Deeds are a very common legal instrument that are used for almost infinite purposes. Deeds are a special kind of binding promise or commitment to do something made under seal.  Accordingly, deeds are seen as particularly solemn promises and may attract special legal consideration if breached.

Commonly, deeds will be used when settling disputes or ending relationships such as partnerships or employment.  Often a deed will contain a clause that acts as a bar to bringing future or further legal proceedings.  As a result, there is a perception that action will be prevented even when unscrupulous conduct of a party later comes to light.  However, a recent Queensland Court of Appeal decision demonstrates that this may not always be the case.

The decision of Wichmann v Dormway Pty Ltd [2019] QCA 31 concerned a former office manager who had diverted the employer’s money into her own accounts. Upon discovering that an amount of $2,809.42 had been diverted, the employer terminated the employee despite her offer to repay the money.  As part of the termination procedure, the parties entered into a deed of release containing the following clauses purporting to bar future action:

Recital E stated:

The parties have agreed to settle all matters effective from the 30 April 2018, relating to the employment and the cessation of the employment of WICHMANN, and any matters arising therefrom, save as to any statutory rights concerning superannuation or worker’s compensation, or the subsequent enforcement by either party of the terms of this deed; and without any admissions of liability by either Party; as set out herein.

Clause 4.2 stated:

In consideration for the agreements herein, DORMWAY hereby releases and discharges WICHMANN from all causes of action, actions, suits, arbitrations, claims, demands, costs, debts, damages, expenses and legal proceedings whatsoever arising out of or in any way connected with:

  • The Employment or its termination or any circumstance relating to its termination; or
  • Any matter, act or circumstances occurring between the date of termination of the Employment and the date of this agreement; save as to any unlawful act; and
  • Whether arising under statute, common law or equity,

Or any of these which DORMWAY now has or had the right to bring against WICHMANN at any time hereafter, but for the execution of this agreement; save as to any matter relating to the enforcement of this deed.

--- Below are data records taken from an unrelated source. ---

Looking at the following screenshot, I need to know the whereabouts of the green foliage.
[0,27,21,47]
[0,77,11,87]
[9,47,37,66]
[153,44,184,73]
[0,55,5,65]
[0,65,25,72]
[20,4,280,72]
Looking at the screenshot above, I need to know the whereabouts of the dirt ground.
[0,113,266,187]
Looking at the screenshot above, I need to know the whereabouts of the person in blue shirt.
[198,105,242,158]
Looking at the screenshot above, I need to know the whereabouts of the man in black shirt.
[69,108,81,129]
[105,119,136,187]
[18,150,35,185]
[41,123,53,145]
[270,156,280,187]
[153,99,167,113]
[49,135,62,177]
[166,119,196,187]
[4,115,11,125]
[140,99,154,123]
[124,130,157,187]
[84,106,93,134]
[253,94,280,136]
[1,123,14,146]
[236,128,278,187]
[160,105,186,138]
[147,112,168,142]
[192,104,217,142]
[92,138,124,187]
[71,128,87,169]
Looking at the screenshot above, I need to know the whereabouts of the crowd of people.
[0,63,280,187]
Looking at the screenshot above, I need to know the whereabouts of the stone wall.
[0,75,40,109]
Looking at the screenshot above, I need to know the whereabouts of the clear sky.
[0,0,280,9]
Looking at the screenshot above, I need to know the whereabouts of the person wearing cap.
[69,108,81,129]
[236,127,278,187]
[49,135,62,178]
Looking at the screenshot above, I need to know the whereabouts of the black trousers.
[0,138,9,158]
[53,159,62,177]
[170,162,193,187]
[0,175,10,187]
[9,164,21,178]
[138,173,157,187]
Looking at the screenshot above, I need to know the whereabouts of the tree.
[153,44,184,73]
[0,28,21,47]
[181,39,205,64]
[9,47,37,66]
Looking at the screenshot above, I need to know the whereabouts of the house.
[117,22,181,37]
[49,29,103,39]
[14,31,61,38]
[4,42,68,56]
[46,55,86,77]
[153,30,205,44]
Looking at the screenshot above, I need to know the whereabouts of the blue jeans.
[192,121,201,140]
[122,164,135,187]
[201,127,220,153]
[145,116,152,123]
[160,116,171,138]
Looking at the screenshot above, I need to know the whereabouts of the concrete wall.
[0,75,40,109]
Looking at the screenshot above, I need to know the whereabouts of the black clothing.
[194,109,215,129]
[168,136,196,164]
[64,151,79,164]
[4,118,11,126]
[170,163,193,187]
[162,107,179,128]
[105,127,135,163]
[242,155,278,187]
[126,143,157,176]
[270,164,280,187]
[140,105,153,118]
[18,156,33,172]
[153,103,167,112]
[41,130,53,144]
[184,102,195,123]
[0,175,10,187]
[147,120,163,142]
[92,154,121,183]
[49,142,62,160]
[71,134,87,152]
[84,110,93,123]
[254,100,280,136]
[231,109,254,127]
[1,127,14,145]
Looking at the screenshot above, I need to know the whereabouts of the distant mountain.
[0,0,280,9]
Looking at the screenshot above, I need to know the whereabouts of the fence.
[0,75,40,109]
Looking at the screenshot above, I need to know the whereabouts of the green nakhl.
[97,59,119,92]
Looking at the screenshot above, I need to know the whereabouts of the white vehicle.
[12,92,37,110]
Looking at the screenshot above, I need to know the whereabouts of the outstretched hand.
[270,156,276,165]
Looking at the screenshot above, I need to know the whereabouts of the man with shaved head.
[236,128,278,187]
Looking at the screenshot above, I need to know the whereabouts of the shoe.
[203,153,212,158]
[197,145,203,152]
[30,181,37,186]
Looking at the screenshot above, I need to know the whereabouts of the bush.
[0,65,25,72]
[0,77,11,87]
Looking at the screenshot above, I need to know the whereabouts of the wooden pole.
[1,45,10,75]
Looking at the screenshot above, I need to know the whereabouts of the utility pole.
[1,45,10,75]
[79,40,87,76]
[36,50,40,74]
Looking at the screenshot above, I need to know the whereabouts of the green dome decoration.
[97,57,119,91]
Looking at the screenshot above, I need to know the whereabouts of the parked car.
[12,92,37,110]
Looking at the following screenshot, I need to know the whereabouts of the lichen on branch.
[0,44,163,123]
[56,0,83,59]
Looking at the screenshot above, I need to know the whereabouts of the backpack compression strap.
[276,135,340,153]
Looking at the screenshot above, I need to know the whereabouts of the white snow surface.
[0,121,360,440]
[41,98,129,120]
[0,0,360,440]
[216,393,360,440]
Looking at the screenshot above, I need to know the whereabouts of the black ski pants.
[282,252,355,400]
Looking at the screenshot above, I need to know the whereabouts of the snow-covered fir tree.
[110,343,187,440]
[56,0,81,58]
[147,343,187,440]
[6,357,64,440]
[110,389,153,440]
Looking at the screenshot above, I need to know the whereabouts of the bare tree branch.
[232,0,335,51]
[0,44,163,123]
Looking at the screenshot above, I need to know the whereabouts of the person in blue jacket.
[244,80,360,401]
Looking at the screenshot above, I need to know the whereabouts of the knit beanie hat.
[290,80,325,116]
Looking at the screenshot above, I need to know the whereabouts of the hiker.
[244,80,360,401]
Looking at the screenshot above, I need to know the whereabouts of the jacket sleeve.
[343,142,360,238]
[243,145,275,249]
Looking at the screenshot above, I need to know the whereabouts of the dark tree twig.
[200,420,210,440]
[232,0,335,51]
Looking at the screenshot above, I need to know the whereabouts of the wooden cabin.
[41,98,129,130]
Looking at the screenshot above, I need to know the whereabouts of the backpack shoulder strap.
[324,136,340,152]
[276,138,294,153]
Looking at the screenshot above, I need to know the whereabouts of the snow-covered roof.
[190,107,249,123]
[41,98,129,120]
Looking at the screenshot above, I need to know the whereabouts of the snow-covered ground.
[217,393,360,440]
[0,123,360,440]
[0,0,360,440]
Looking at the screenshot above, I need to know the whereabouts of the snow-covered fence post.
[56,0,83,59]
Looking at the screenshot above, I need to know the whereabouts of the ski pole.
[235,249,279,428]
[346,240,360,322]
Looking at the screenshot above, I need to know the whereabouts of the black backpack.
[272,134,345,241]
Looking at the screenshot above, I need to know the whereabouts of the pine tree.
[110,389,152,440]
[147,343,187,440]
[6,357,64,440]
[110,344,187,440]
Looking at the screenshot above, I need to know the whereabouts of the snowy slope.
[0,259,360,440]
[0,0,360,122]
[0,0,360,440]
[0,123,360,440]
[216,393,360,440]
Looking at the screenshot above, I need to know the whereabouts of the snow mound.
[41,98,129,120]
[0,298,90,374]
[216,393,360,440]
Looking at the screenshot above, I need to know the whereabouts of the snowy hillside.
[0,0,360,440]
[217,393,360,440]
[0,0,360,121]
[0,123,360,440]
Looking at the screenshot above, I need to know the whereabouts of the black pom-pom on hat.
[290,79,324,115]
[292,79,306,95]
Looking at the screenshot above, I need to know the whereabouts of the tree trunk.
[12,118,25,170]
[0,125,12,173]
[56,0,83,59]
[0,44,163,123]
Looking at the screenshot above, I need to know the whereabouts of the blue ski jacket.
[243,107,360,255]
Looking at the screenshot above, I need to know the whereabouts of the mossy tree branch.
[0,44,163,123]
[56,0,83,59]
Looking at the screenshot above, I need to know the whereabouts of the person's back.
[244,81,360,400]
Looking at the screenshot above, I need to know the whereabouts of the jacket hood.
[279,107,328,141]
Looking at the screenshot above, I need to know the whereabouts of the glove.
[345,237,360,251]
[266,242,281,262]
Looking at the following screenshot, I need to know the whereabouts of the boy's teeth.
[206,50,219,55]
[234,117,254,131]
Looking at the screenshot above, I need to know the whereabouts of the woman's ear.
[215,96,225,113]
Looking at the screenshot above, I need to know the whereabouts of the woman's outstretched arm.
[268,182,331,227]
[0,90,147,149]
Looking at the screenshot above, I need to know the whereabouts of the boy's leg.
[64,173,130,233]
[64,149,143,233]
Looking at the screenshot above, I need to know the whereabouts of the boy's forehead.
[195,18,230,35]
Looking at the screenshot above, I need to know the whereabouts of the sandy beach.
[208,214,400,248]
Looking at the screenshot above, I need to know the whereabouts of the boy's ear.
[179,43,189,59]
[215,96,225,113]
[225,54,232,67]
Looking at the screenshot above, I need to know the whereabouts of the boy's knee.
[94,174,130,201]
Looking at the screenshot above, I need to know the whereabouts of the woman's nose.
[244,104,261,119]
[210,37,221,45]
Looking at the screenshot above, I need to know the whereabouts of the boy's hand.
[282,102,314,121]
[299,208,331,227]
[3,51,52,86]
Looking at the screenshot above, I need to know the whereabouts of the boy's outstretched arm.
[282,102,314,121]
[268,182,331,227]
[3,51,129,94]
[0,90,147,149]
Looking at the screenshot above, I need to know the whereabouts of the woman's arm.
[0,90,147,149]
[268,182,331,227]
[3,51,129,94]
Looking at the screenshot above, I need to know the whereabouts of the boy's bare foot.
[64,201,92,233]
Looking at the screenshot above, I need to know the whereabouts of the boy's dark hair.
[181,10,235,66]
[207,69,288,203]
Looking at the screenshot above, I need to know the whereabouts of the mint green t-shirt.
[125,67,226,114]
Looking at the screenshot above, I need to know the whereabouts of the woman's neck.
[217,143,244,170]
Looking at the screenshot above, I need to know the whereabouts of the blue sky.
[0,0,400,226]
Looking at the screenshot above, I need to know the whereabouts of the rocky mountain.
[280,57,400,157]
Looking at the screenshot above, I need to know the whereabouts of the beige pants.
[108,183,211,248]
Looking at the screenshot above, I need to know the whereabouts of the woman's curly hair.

Shortly after executing the deed, the employer discovered that the former employee had actually diverted a total amount of $321,593.85 to her own accounts.  The employer sued the former employee for recovery of this money and successfully obtained judgment in their favour. The employee appealed this decision asserting that the judgment was based in an error of law on the basis that the clauses must be taken to have the effect of barring action in regard to her misappropriation, regardless of whether disclosed or not.

The Court of Appeal rejected this argument noting that as the above clauses were in general terms and did not identify specific conduct, it was the responsibility of the employee to demonstrate the release applied to the specific claims against her; it was not for the employer to demonstrate that they would not have entered into the deed had they known of the true extent of misappropriation. As the employee had knowingly not disclosed the extent of her misappropriation to her employer, her duty of good faith was breached.  This gave rise to an entitlement to avoid the deed and recover any money paid under it.

Additionally, it was arguable that the employee had committed common law fraud, which would allow the entire deed to be set aside, a relevant argument but not one that the employer had made.

With these conclusions, the Court dismissed the appeal ordering costs against the employee.

From this case several principles in relation to deeds become apparent:

  1. When entering into a deed both parties should take steps to disclose all relevant information;
  2. A deed will not protect against unconscionable behaviour simply because it has been executed;
  3. Non-disclosure of information may give rise to allegations of fraud or inducement which may result in the setting aside of a deed;
  4. A party relying on a deed must establish that the terms apply to the situation facing them, it is not enough to simply rely on broad general terms.